How much of this will be permanent change and how much is a temporary reaction remains to be seen. But it is clear that a very different industry is emerging from a few years ago. And there are some important questions to be asked about exactly what kind of industry will emerge - and whether the changes that it is undergoing will be for better or for worse.

The recently published annual Deutsche Bank survey of hedge fund investors - covering investors with $1 trillion of hedge fund assets, roughly two thirds of the global industry - offers powerful confirmation of the confidence that is starting to surge through the industry again as it continues its recovery from the fall of 2008.

But it also underlines the desire of investors to see, and effect, changes in the structure and nature of hedge funds - and highlights the potential for investors unwittingly to trigger changes that may not be to their own long-term benefit.

Among the survey's findings - and one that should concern anyone who believes that the entrepreneurial, have-a-go nature of the hedge fund business has also been one of its key features and strengths over the years - is that the barriers to entry are rising inexorably.

When Deutsche first did its survey in 2002, more than 60% of investors said they would look at putting money into any hedge fund irrespective of its size. This year almost half of the investors said they would only look at a fund if it had at least $100 million in assets.

That is a huge change and - at a time when raising capital for start-ups and fund launches is harder than ever, but when there is also arguably more and better talent looking to start hedge funds than ever before - a rather worrying one.

And it confirms the views of those who believe that one of the chief effects of the crisis has been the emergence of a two-tier hedge fund industry - where a small number of big firms and funds are getting bigger and bigger, while the vast majority of smaller funds are falling off the radar of most big investors entirely.

No other statistic points more clearly to the institutionalisation of the industry that is gradually taking place - or to its inherent dangers.

Wind back the clock five years and it was all very different. Then, big investors like GAM were arguing that the best returns came from emerging manager funds, in the first three years when the hunger was keenest, and that size and longevity were impediments to performance.

Now the same investors who like to complain that managers are more focused on asset-gathering than performance routinely decide to give their money to Brevan Howard or to Lansdowne UK or to BlueCrest - although there is scant evidence that the size of most of the largest funds has adversely affected their performance at all.

That is entirely understandable. The big battalions, such as Brevan Howard, BlueCrest and Lansdowne, have been leading the way in terms of setting standards without allowing performance to slip - and they have been some of the best performers through the recent crisis.

But this channelling of capital into the top-tier firms exacerbates the risk that life simply becomes unsustainable for smaller funds - which are already having to cope with rising burdens in terms of regulation, compliance and operations.
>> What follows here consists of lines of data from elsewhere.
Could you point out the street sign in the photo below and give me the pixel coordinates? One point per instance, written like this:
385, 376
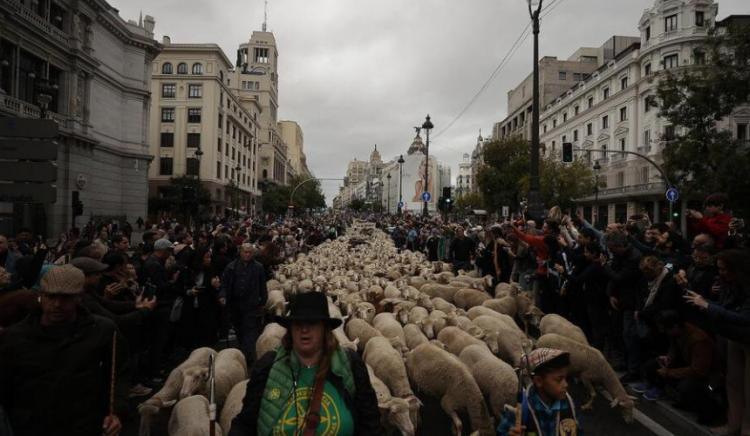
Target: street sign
27, 128
672, 195
27, 193
28, 149
28, 171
And it raises the prospects of a schism in the industry - either temporary or permanent - between one institutional-type world of big funds with big investors and a separate private client-style world of boutique firms with more entrepreneurial managers and investors.

On the positive side, it also creates a perfect market opportunity for seeders and other early-stage investors to back new start-ups and smaller managers - as many savvy private and institutional investors have done over many years.

But it is vital that the institutionalisation of the industry, which is in many ways welcome and necessary, does not kill off its entrepreneurial culture in the process. Successful small boutiques are, and have always been, the lifeblood of this business. Whatever changes are already under way, and whatever further changes lie in store, they must continue to flourish.